Design Specification Change
A monostatic pulse radar is designed in the example Simulating Test Signals for a Radar Receiver to achieve the following goal:
minimum target radar cross section (RCS): 1 , nonfluctuating;
maximum unambiguous range: 5 km;
probability of detection: 0.9;
probability of false alarm: 1e-6.
New Performance Requirement
After system deployment, two new requirements arise:
the maximum unambiguous range needs to be extended to 8 km.
the system also needs to be able to detect Swerling case 2 targets.
Can the existing design be modified to achieve the new performance goal? To answer this question, we need to recalculate the parameters affected by these new requirements.
The first affected parameter is the pulse repetition frequency (PRF). It needs to be recalculated based on the new maximum unambiguous range.
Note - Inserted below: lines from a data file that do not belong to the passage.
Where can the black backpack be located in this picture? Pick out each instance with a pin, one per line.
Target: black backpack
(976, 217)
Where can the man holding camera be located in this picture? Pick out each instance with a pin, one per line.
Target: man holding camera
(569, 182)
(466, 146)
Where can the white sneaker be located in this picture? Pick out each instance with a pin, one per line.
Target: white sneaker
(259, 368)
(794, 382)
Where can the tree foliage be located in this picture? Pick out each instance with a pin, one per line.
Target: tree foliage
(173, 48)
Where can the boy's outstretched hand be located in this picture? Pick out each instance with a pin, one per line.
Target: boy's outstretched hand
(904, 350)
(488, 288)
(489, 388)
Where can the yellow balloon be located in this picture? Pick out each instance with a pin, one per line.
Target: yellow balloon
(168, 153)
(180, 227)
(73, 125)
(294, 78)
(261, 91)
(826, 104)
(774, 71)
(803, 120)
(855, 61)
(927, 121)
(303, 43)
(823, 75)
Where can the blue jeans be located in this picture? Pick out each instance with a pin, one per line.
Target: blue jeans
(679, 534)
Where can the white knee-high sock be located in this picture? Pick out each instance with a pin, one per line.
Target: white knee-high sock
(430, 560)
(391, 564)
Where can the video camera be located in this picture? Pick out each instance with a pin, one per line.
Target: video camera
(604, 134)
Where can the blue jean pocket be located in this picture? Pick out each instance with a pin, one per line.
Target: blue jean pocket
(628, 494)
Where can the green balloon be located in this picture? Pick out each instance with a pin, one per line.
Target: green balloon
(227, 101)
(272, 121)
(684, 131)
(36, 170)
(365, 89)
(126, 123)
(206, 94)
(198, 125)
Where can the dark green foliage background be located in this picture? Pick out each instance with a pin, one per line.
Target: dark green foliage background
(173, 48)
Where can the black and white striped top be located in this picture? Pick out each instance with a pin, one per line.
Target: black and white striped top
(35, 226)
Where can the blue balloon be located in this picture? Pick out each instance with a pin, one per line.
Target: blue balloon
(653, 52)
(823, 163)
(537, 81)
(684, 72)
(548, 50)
prop_speed = radiator.PropagationSpeed; max_range = 8000; prf = prop_speed/(2*max_range);
Compared to the 30 kHz PRF of the existing design, the new PRF, 18.737 kHz, is smaller. Hence the pulse interval is longer. Note that this is a trivial change in the radar software and is fairly cheap in hardware cost.
waveform.PRF = prf;
Next, because the target is described using a Swerling case 2 model, we need to use Shnidman's equation, instead of Albersheim's equation, to calculate the required SNR to achieve the designated Pd and Pfa. Shnidman's equation assumes noncoherent integration and a square law detector. The number of pulses to integrate is 10.
num_pulse_int = 10; pfa = 1e-6; snr_min = shnidman(0.9,pfa,num_pulse_int,2)
snr_min = 6.1583
If we were to use the same rectangular waveform in the existing design, the pulse width would remain the same because it is determined by the range resolution. However, because our maximum range has increased from 5 km to 8 km and the target model switched from nonfluctuating to Swerling case 2, we need to recalculate the required peak transmit power.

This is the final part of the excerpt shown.